This and that for your Tuesday reading.
- Alan Rusbridger highlights the glaring gap between the devastating extreme weather events caused by a climate breakdown in progress, and the complete lack of a meaningful response by the powers that be. Samuel Oakford, John Muyskens, Sarah Cahlan and Joyce Sohyun Lee discuss how the U.S.' existing flood maps fail to account for the more severe weather that's becoming commonplace. And Patrick Greenfield writes about the growing recognition by scientists that the Earth's natural carbon sinks are becoming less effective in a drier and warmer environment caused by greenhouse gas emissions.

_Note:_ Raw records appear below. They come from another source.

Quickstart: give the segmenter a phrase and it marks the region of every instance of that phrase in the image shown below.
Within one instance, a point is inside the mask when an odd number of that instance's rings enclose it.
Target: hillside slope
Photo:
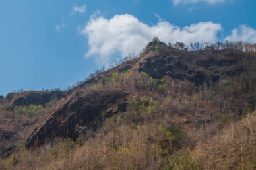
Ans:
[[[219,157],[226,142],[211,146],[255,109],[255,56],[153,41],[70,90],[9,95],[0,101],[0,168],[253,169],[251,153]]]

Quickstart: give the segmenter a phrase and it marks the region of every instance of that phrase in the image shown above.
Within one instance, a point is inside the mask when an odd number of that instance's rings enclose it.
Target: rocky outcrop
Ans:
[[[51,99],[60,99],[65,96],[66,94],[61,91],[26,92],[24,95],[15,98],[12,103],[13,105],[45,105]]]
[[[127,97],[128,93],[123,91],[90,91],[68,97],[30,134],[26,148],[35,148],[57,136],[75,140],[78,131],[89,125],[96,126],[96,122],[124,111]]]
[[[170,76],[179,80],[188,80],[196,85],[216,82],[224,76],[241,73],[242,67],[235,52],[213,54],[213,51],[185,52],[177,49],[152,52],[142,58],[137,70],[155,79]]]
[[[16,132],[0,129],[0,157],[6,157],[13,152],[15,146],[12,142],[16,140]]]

- Meanwhile, Matthew Zeitlin discusses Daron Acemoglu's observation that any transition away from carbon pollution will require a combination of large investment in clean technology, and restrictions on the continued use of dirty energy.
- Kevin Scott discusses how the benefits of a guaranteed income include allowing people released from incarceration to overcome the traps which would otherwise deprive them of freedom and dignity.
- Finally, Paul Willcocks points out how John Rustad is anything but a serious person (even though he's an entirely serious threat to take power in British Columbia). And Luke LeBrun traces how a group of anti-science cranks and conspiracy theorists became the political wing of B.C.'s corporate class.